Key data concept – data queries
Our final data concept in this chapter is the idea of a data query, which is usually achieved using some flavor of SQL, a standard language to interact with databases. Although SQL varies a little from database to database, the basic syntax is fairly consistent. If you don't already have experience using SQL and you want to develop your data analysis skills, you will have to learn more about this key analytics tool.
When you work with text files and spreadsheets, the only practical way you can manipulate large amounts of data is at the column level, removing entire columns that you don't want. What if you want to manipulate the rows in a large dataset? In a spreadsheet, you could of course, use filters to remove rows.
Overall, however, manipulating data in this way is more tedious and potentially more error prone than using a single SQL statement. What if you want to involve more than one table in your "filter"? You can also take advantage of the enormous power of databases to handle large amounts of data and process complex queries.
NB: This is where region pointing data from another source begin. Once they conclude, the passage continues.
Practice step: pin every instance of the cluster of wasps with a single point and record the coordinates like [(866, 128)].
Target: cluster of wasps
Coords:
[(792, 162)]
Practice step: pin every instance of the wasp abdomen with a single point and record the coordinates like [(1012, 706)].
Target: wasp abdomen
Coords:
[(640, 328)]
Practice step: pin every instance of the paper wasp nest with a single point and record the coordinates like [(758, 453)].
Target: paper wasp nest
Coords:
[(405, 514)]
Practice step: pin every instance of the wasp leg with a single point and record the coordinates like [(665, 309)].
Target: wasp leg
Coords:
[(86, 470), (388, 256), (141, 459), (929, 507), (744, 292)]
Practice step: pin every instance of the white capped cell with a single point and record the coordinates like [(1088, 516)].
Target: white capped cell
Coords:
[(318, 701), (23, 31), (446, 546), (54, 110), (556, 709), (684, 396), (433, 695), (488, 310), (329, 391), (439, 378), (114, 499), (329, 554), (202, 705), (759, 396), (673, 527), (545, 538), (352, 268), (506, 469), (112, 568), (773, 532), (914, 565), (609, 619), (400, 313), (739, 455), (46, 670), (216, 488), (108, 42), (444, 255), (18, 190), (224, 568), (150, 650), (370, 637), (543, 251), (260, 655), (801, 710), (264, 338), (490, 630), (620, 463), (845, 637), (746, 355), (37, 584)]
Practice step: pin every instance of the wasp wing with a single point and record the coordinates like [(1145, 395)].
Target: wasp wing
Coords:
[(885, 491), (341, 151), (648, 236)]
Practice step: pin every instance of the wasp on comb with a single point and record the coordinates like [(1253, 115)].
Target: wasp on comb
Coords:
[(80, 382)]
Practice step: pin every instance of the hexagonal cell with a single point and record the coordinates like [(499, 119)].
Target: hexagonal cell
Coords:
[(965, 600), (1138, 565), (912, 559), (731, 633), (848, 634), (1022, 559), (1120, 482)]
Anatomy of a SQL statement
A basic SQL statement has just three elements, highlighted in the following code in all caps:
SELECT column_name_1, column_name_2, …, column_name_n FROM schema_name.data_table_name WHERE condition
You need to provide a schema_name
. Remember when we connected to a database, we saw a set of logical containers into which the tables were organized. These are examples of schemas. The terminology schema may mean slightly different things in different databases, but most organize the tables into a set of logical containers, and you need to prefix table names in your query with the container name using a dot to separate the two elements.
Often, a database administrator will create what is known as a view. These are pre-written, often quite complex, queries spanning multiple tables that define a particular dataset. As an end user, you can use them just like tables.
Tip
If you have a complex data requirement that you feel is beyond your SQL skills, talk to a database administrator or developer and get them to create a view for you. You can then select from the view as though it were a single table.
The SELECT
and FROM
clauses are mandatory, but the WHERE
condition is optional and is just a logical expression to limit the data that is returned. For example:
WHERE column_name_1 = 'some text' AND column_name_2 > 4
If you want to include more than one table in your query, you will have to use what is known as a join.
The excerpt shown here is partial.